Album review: Amyl and the Sniffers unleash a Cartoon classic
Jeff Jenkins
STACK Writer
Amyl and the Sniffers become cartoon heroes – and heroines – on their rocking third album, ‘Cartoon Darkness’.
“Big ups to bogan chicks,” Amy Taylor declared when she delivered the keynote address at this year’s Bigsound music conference. “And big ups to anyone giving it a crack. You can endure, way more than you think you can.
“Life is a meaningless playground, and you should just enjoy it.”
Taylor’s band, Amyl and the Sniffers, turn up the fun factor on their third album, though they’re not afraid to address some serious subjects. “Cartoon Darkness is about climate crisis, war, AI, tiptoeing on the eggshells of politics, and people feeling like they’re helping by having a voice online when we’re all just feeding the data beast of Big Tech, our modern-day god,” Taylor explains.

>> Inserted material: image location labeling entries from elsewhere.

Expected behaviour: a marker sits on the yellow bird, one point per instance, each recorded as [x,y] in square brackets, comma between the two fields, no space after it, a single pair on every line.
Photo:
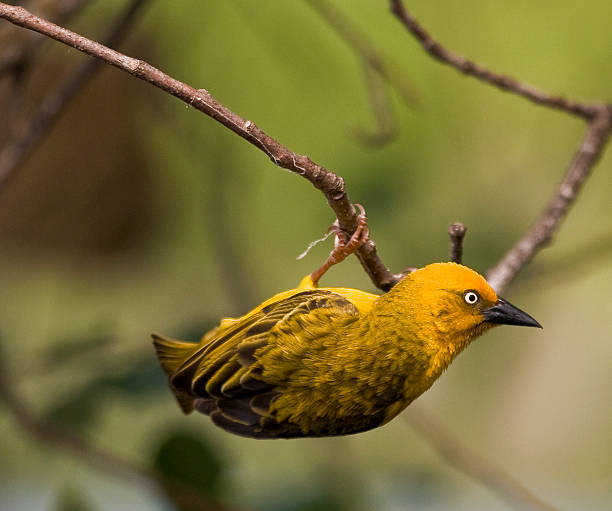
[316,361]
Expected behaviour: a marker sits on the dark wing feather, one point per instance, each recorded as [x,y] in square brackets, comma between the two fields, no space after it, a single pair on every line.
[221,380]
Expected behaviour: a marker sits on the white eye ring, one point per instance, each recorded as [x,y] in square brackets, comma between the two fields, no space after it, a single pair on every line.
[470,297]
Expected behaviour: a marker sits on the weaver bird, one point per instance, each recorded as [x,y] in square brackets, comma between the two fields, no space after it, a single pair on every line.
[317,361]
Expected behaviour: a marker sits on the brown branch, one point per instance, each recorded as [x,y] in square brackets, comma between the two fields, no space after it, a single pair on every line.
[56,437]
[331,185]
[456,233]
[473,464]
[30,135]
[542,232]
[599,117]
[18,59]
[376,72]
[503,82]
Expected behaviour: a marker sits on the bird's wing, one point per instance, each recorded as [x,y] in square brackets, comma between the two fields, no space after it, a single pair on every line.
[222,376]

But it’s not all bleak. “The future is cartoon,” Taylor concludes. “The prescription is dark, but it’s novelty. It’s just a joke. It’s fun.”
As she said at Bigsound, “turn the volume down on the bad stuff, turn the volume up on the good stuff”.
In good Nick
Amyl and the Sniffers made Cartoon Darkness at Foo Fighters’ 606 Studios in Los Angeles with Nick Launay, who was born in the UK, lives in LA, but has spent a lot of his life in Australia.
Launay has produced a stack of Aussie classics, including Midnight Oil’s 10-1, Models’ The Pleasure of Your Company, INXS’s The Swing, Silverchair’s Neon Ballroom, Nick Cave and the Bad Seeds’ Push the Sky Away, and The Living End’s Roll On.
Cartoon Darkness by Amyl and the Sniffers is out now via B2B/Virgin.